In total, five patients — one in the sutimlimab group and four in the placebo — required blood transfusions from weeks five to 26. Serious side effects were reported in three sutimlimab-treated patients and one on placebo, including cerebral venous thrombosis (a blood clot in the brain) that an investigator considered related to the treatment.
Some serious infections were reported, although none were meningococcal. No cases of serious allergic reactions to treatment were reported, and no adverse side effects suggested the development or worsening of autoimmune disease, or the occurrence of lupus.
All placebo group patients and 86% of those in the sutimlimab group completed the first part of CADENZA and entered Part B.
In Part B, three patients stopped sutimlimab’s use due to side effects. High blood pressure, Raynaud’s phenomenon (poor blood flow to the extremities), and acrocyanosis (bluish skin discoloration) was reported more often in sutimlimab-treated individuals than in those on placebo in this phase of the trial. No deaths were reported.

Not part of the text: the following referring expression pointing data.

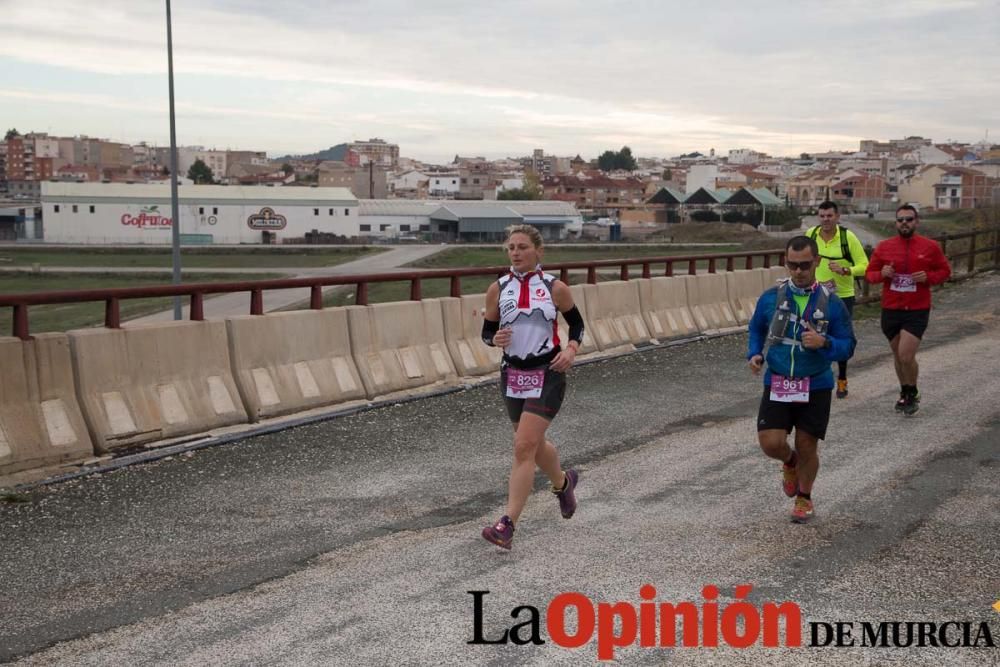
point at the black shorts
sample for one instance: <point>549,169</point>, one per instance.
<point>547,405</point>
<point>913,321</point>
<point>811,417</point>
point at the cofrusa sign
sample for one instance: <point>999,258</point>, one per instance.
<point>267,219</point>
<point>149,218</point>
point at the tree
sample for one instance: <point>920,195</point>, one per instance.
<point>606,161</point>
<point>611,160</point>
<point>201,173</point>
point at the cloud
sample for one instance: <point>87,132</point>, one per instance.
<point>776,76</point>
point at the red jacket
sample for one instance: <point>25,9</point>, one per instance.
<point>908,256</point>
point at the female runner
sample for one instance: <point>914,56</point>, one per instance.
<point>521,312</point>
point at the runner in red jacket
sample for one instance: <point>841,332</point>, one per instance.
<point>907,265</point>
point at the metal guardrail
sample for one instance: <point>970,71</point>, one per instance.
<point>113,297</point>
<point>979,244</point>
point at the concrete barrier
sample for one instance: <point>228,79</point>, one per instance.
<point>615,315</point>
<point>40,420</point>
<point>744,288</point>
<point>151,382</point>
<point>297,360</point>
<point>399,345</point>
<point>663,302</point>
<point>708,299</point>
<point>463,329</point>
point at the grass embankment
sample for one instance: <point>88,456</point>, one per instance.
<point>66,316</point>
<point>735,237</point>
<point>250,258</point>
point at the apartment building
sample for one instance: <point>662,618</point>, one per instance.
<point>595,191</point>
<point>377,151</point>
<point>369,182</point>
<point>959,187</point>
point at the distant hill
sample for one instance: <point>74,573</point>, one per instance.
<point>338,152</point>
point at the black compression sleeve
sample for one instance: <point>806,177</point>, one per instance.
<point>490,328</point>
<point>575,322</point>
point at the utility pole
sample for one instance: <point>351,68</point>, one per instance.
<point>175,227</point>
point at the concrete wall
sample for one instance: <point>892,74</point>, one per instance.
<point>663,302</point>
<point>151,382</point>
<point>744,288</point>
<point>708,299</point>
<point>463,326</point>
<point>40,420</point>
<point>298,360</point>
<point>615,316</point>
<point>393,348</point>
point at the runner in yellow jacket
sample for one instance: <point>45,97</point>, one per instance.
<point>842,259</point>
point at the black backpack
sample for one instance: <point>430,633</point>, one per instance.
<point>845,251</point>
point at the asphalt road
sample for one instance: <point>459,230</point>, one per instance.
<point>355,541</point>
<point>238,303</point>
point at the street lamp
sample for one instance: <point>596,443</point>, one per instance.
<point>175,228</point>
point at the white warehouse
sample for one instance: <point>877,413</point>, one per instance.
<point>108,213</point>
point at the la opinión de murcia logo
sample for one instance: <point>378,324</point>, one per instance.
<point>149,218</point>
<point>266,219</point>
<point>738,624</point>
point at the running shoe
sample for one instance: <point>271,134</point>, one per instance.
<point>789,480</point>
<point>803,511</point>
<point>841,388</point>
<point>567,499</point>
<point>501,533</point>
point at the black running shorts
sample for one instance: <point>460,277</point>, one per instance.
<point>913,321</point>
<point>811,417</point>
<point>547,405</point>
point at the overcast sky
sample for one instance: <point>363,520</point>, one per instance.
<point>501,78</point>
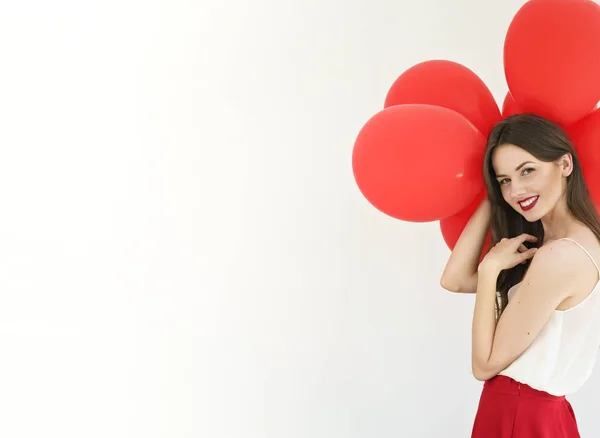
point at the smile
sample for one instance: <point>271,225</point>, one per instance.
<point>529,203</point>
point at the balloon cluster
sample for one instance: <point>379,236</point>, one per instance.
<point>420,158</point>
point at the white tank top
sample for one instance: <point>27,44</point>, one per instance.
<point>563,355</point>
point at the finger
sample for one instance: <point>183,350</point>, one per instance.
<point>524,256</point>
<point>524,237</point>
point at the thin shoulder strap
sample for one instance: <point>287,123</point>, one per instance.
<point>585,250</point>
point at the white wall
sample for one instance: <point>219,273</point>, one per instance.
<point>184,252</point>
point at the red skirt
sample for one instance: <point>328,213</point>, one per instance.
<point>509,409</point>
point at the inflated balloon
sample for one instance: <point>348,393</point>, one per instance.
<point>453,226</point>
<point>509,106</point>
<point>415,173</point>
<point>420,159</point>
<point>450,85</point>
<point>585,136</point>
<point>552,58</point>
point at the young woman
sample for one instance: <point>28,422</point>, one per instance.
<point>536,323</point>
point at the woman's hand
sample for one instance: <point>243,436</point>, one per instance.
<point>508,253</point>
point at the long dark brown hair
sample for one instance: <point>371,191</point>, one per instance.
<point>547,142</point>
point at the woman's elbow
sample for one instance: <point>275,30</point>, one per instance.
<point>449,285</point>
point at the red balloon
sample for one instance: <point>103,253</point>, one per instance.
<point>585,136</point>
<point>453,226</point>
<point>450,85</point>
<point>418,162</point>
<point>509,106</point>
<point>552,58</point>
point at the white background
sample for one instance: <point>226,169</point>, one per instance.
<point>184,251</point>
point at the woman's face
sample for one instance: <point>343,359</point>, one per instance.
<point>530,186</point>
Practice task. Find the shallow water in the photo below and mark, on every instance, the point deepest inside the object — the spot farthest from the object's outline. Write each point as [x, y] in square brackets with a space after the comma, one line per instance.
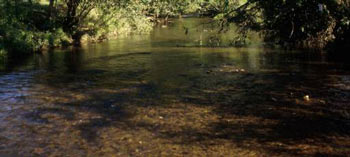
[164, 95]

Sutimlimab-treated patients in both studies reported lesser fatigue, along with other quality-of-life improvements. Declines in fatigue occurred rapidly, were sustained throughout treatment, and considered clinically meaningful.
Patient-reported outcomes from CARDINAL and CADENZA will be presented in two separate oral presentations. One is titled “Sustained Improvements in Patient-Reported Outcomes With Sutimlimab in Patients With Cold Agglutinin Disease: 1-Year Follow-Up Interim Results From the CARDINAL Study,” and the other “Sutimlimab, a Targeted Complement C1s Inhibitor, Improves Quality of Life (QOL) in Patients With Cold Agglutinin Disease (CAD): Results From the Randomized, Placebo-Controlled Phase 3 Cadenza Study.”
Data from a combined (both trial) analysis of patient-reported outcomes will also be presented in the poster “Clinically Important Change in FACIT-Fatigue Score for Patients With Cold Agglutinin Disease: An Analysis Using the Phase 3 CARDINAL and CADENZA Studies.”
Sutimlimab is under review by the U.S. Food and Drug Administration (FDA) for approval. A decision date has not been announced; the FDA notified the company in November of “certain deficiencies” at a third-party manufacturing facility that needed to be corrected. No concerns were evident in the FDA letter regarding sutimlimab’s safety and effectiveness.